One year ago the rumblings coming out of the Raptors camp were very positive. The team had just incorporated several new bodies and Sam Mitchell and the staff were preaching certain attributes that the team would carry. Of course, a year ago Sam wasn’t concerned about scoring, and went on to say that the Raptors and its players could expect to shoot the lights out of most people as long as they got somewhere along the lines of 100 shots per game.
It was one of the most talked about strategies coming out of camp. Now, I have no doubt that Coach Mitchell was exaggerating on some level about hoisting up that many shots, but eventually the Raptors adjusted a little down from that to become one of the most efficient teams. If nothing else, aiming for those 100 shots made sure that the Raptors were relatively well conditioned for most of the year. However, I’m sure we also remember the defensive report cards that were supposedly employed for the entire year and how they helped the Raptors in various areas.

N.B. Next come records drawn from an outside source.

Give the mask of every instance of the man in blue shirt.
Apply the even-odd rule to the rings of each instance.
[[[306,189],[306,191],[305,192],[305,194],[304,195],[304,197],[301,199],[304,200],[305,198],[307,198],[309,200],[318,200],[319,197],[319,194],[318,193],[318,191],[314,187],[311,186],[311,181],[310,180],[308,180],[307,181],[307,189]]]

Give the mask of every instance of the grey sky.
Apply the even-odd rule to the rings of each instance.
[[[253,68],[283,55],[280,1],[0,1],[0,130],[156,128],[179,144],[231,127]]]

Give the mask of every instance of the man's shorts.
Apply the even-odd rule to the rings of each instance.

There are a couple things to remember when looking towards this year and comparing to last year. For starters, for the first two months the Raptors were a horrible defensive team due to a lack of established chemistry. We can all agree that Bargnani getting more minutes didn’t really change anything on the defensive side of things. However, few remember the emergence of Rasho Nesterovich to bark out orders and defensive schemes which did help. As a result, last year numbers might look a bit skewed due to that late (about mid-December) establishment of defensive cohesiveness and communication. Luckily, the Raptors received a great lockdown defender in the form of Carlos Delfino. If anyone caught the Argentinians and how Delfino kept up with Kobe Bryant they would be impressed with the Argentine’s man-on defense capabilities.

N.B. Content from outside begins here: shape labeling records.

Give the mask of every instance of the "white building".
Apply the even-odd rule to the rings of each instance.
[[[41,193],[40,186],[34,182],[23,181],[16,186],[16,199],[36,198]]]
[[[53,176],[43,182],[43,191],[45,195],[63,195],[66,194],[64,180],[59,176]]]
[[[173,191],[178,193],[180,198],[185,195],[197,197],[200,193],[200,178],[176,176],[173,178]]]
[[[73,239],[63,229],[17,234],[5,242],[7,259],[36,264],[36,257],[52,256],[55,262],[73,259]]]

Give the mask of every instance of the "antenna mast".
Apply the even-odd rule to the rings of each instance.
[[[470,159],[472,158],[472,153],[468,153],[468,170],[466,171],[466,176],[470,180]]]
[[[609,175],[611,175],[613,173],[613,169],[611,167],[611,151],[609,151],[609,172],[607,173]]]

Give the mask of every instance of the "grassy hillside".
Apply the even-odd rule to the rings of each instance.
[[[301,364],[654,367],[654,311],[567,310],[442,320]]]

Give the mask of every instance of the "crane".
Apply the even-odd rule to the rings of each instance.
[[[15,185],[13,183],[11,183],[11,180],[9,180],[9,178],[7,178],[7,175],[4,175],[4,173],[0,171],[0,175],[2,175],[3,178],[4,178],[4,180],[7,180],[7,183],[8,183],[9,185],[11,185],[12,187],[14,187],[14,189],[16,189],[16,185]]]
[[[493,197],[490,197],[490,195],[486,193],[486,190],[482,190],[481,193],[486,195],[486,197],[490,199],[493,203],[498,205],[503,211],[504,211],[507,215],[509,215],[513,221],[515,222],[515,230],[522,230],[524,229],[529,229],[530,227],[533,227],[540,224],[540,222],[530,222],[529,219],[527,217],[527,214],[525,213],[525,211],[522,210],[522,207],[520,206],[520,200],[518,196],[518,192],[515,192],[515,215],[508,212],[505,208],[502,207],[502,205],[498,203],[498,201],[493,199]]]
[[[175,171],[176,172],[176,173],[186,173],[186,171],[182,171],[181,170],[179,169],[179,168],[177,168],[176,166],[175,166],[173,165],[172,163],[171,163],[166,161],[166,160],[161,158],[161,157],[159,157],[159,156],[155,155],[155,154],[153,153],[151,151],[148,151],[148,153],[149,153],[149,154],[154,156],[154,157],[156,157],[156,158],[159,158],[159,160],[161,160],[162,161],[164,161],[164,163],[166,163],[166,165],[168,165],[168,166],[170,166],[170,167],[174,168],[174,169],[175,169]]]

Perhaps the biggest item that we should look at are the playoff games that the Raptors played last year. It’s important to recognize that due to the nature of playoff games, coaches and the flaws of a team are going to be fully exposed and exploited due the fact you’re playing the same opponent for 7 games straight. If we remember back to the Vince Carter era, it was during the Knicks series that Toronto fans saw the Knicks play aggressive D on Vince, forcing the other Raptors to step up. This strategy became employed by just about everyone during the following year. It’s here where most of my concern lies. The Raptors are currently very focused on defense, but I believe they need to concern themselves quite a bit with seeing a lot of zone coverage, along with a lot of doubling down on Chris Bosh immediately after he receives a pass. After all, the Raptors managed to keep the Nets at an average of about 96.2 pts per game, while the Raptors themselves only managed an average of 90.8 (averages courtesy of Raptors.com), well below their seasonal average (99.5 pts per game). There are questions I have with regards to how the Raptors plan to attack a very good zone defense that will hound them throughout the game. In fact, if either of the European Squads can employ that kind of intense defensive scheme for an entire game, it’ll hopefully give us a deeper insight into whether the Raptors have figured learned from their playoff series with the Nets a year ago.